Section 1. Hégémonie de la définition britannique et nécessité de son dépassement

Si Elaine Kempson (1994) s’était déjà penchée sur la question de l’accès des ménages aux comptes courants38 au Royaume-Uni, ce sont Andrew Leyshon et Nigel Thrift qui sont généralement considérés comme les premiers à proposer une définition de l’exclusion bancaire. Pour eux, il s’agit des « processes that serve to prevent certain social groups and individuals from gaining access to the financial system » (1995, p. 314). L’exclusion bancaire est clairement définie au regard des mécanismes qui expliquent l’impossibilité d’accès aux services bancaires. Les auteurs s’intéressent ici aux causes géographiques et physiques de l’exclusion. Il s’agit des stratégies d’établissements bancaires qui se refusent à implanter de nouvelles agences ou ferment celles existant dans les zones géographiques où résident des personnes ou groupes présentant un niveau de risque trop élevé pour être acceptable. Ils évitent ainsi de les avoir parmi leur clientèle.

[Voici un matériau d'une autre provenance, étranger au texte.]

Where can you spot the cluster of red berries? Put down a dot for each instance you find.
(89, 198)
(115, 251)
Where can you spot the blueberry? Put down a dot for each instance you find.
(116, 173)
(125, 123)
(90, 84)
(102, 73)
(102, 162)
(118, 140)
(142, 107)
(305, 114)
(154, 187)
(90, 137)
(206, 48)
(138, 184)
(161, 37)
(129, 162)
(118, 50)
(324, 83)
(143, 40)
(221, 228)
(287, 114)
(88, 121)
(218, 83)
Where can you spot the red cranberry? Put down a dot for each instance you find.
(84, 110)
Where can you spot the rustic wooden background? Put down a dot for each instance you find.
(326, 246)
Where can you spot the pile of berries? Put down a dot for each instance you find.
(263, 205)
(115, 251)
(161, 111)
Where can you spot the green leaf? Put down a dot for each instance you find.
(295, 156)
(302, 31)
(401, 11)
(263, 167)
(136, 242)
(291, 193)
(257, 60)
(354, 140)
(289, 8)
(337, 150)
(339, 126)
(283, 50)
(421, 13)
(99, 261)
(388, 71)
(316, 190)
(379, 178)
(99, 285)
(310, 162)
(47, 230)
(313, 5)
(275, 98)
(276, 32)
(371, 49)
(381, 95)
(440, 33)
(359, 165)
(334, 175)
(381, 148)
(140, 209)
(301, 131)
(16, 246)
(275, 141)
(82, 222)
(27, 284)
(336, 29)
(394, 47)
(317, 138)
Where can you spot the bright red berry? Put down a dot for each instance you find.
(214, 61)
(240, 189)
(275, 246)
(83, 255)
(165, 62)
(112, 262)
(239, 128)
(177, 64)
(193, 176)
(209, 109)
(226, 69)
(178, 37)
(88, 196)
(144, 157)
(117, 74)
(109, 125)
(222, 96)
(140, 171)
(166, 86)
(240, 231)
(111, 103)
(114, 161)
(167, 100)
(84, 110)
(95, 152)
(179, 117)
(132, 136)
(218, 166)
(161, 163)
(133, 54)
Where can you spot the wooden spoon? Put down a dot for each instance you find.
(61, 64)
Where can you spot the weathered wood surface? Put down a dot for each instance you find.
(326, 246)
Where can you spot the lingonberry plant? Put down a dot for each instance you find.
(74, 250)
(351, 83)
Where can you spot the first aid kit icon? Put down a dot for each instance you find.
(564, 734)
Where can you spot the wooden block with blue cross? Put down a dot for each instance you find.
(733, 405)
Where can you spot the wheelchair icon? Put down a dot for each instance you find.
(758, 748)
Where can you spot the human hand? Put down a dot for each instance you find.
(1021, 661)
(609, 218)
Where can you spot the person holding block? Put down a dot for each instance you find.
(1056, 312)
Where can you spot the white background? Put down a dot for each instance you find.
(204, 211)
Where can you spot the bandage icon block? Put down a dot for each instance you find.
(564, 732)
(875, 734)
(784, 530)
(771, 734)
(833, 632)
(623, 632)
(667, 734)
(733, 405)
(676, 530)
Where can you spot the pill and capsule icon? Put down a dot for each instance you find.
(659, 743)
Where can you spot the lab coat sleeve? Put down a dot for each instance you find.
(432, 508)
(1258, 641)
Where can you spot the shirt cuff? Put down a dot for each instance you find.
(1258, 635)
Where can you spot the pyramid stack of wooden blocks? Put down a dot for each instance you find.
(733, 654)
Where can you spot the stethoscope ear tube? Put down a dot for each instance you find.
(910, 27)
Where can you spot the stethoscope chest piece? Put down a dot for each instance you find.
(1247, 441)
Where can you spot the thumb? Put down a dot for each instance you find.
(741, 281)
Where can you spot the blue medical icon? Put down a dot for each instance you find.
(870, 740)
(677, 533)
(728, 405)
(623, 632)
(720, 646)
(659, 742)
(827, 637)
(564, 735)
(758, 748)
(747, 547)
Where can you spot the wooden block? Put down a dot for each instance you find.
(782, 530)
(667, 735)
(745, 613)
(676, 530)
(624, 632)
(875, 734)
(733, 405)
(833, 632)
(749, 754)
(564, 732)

Si l’éventail des mécanismes à l’œuvre a rapidement été élargi par les travaux suivant, en revanche, l’exclusion bancaire comprise comme « barrière à l’entrée » reste largement partagée. Au point que cette approche principalement britannique fasse l’objet d’un large consensus sans qu’un réel débat scientifique ne se soit développé au préalable (§1). Elle présente pourtant trois faiblesses de taille paraissant suffisantes pour justifier son dépassement : la référence à une structuration du secteur bancaire spécifiquement anglo-saxonne, l’insuffisante prise en compte des difficultés d’usage, et l’absence de lien entre la définition de l’exclusion et les conséquences des difficultés bancaires (§2). Les carences identifiées se traduisent d’ailleurs par le développement de travaux ayant également pour terrain d’application le Royaume-Uni, mais proposant des analyses alternatives. Toutefois, ils ne suffisent pas encore à remettre en cause le consensus initial (§3).

Notes
38.

 Au cours de cette thèse, nous désignons les comptes de dépôt par les expressions alternatives et équivalentes : compte de dépôt, compte courant ou compte bancaire. Nous ne faisons pas de distinction entre le compte de dépôt proposé par la Banque Postale et les autres établissements bancaires sauf mention spécifique.